As this month comes to an end, we may see more of the same with the major indexes completing what looks to be their worst quarter since the beginning of 2009.

Volume was light and may continue along the same path until Friday when the ever important nonfarm payroll employment numbers will be released. While the G-20 nations vowed to cut their deficits substantially over the next two years, the market showed no reaction one way or the other.

It looks that this quarter will end on a negative note with the Dow being down -6.6%, while the Nasdaq and S&P; 500 have given back -7.4% and -8.1% respectively. Most of that damage occurred during May’s correction.

Our domestic Trend Tracking Index (TTI) recovered slightly from last Friday’s close and has now moved to +1.49% above its long-term trend line.

Reader Steve followed up with a comment to last Sunday’s post titled “A 2-year Anniversary:”

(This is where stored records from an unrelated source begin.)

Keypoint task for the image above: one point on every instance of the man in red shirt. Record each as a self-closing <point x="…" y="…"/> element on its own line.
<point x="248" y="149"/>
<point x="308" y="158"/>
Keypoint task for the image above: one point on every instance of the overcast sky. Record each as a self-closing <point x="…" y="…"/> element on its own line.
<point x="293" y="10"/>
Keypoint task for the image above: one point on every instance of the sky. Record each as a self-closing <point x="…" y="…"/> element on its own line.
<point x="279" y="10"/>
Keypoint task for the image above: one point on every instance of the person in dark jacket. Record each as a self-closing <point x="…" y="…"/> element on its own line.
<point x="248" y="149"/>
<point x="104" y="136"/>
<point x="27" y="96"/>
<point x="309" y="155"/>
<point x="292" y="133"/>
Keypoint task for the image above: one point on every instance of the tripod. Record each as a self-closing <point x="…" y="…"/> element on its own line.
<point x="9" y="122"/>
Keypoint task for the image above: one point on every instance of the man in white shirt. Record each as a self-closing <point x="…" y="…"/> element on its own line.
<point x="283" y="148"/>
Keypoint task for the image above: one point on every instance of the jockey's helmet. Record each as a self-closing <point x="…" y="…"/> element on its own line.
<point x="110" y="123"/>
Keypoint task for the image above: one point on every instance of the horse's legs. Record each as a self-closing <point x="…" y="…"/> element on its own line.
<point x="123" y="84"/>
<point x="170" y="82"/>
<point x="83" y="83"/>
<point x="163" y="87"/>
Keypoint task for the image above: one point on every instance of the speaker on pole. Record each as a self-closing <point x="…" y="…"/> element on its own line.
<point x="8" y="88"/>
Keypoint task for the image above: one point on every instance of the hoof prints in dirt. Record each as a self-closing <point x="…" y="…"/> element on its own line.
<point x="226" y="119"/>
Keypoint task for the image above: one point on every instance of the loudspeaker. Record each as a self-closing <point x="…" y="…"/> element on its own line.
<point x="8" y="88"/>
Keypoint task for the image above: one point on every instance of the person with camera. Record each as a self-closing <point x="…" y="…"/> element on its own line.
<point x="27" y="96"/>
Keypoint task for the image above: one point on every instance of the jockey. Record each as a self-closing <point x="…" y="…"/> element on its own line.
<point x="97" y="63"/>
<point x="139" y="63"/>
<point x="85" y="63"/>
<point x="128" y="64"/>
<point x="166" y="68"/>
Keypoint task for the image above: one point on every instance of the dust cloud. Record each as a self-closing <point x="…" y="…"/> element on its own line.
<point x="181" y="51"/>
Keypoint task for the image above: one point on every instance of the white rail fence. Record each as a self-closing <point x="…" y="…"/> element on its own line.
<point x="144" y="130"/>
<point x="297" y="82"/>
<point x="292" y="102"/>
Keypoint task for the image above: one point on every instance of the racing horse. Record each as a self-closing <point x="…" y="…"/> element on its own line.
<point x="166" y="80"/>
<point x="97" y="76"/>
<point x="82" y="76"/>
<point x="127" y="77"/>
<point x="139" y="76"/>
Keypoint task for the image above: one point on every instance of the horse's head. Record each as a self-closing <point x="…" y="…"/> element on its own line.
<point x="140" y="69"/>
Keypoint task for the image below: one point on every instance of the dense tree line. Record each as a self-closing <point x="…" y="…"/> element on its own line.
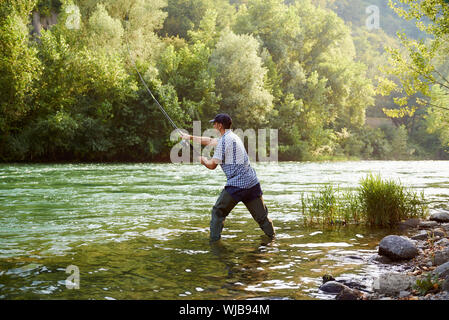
<point x="69" y="91"/>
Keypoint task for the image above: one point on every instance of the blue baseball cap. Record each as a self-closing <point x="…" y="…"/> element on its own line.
<point x="222" y="118"/>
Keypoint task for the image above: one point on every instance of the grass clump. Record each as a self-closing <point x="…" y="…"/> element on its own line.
<point x="376" y="202"/>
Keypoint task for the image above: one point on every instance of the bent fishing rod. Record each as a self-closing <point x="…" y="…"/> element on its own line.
<point x="183" y="142"/>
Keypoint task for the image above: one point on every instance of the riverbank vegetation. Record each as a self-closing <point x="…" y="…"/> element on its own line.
<point x="375" y="202"/>
<point x="309" y="68"/>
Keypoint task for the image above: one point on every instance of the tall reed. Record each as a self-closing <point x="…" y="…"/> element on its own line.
<point x="376" y="202"/>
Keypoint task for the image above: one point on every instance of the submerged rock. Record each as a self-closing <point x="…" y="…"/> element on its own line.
<point x="397" y="248"/>
<point x="349" y="294"/>
<point x="423" y="235"/>
<point x="442" y="270"/>
<point x="393" y="283"/>
<point x="332" y="287"/>
<point x="443" y="242"/>
<point x="441" y="257"/>
<point x="409" y="224"/>
<point x="327" y="278"/>
<point x="427" y="224"/>
<point x="440" y="216"/>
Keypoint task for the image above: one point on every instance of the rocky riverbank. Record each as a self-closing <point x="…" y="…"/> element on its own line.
<point x="415" y="263"/>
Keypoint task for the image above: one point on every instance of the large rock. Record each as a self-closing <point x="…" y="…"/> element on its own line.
<point x="441" y="257"/>
<point x="397" y="248"/>
<point x="442" y="270"/>
<point x="393" y="283"/>
<point x="440" y="216"/>
<point x="332" y="287"/>
<point x="423" y="235"/>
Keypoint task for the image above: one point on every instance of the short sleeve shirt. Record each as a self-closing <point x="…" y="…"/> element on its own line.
<point x="235" y="161"/>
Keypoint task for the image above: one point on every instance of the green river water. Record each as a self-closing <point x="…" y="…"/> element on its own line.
<point x="140" y="231"/>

It appear this market is declining much like the initial decline in 2008, a little each day until it hits panic levels and selling really takes off. Do you see the same pattern?

Yes, I see the same pattern, although much smaller in size. However, it does not mean that the markets will crash again once we break through the trend line and move into bear market territory. We may very well see a slow but consistent decline in prices, which can become very painful for those who continue to hang on to equities (remember 2001?).

No one knows for sure, but it’s imperative that you make plans to move your portfolio to the safety of the sidelines, whether the eventual outcome will be in form of a crash, a slow decline or even a whip-saw.

In these times of economic uncertainty, being cautious and defensive will very likely prove to be the best course of action.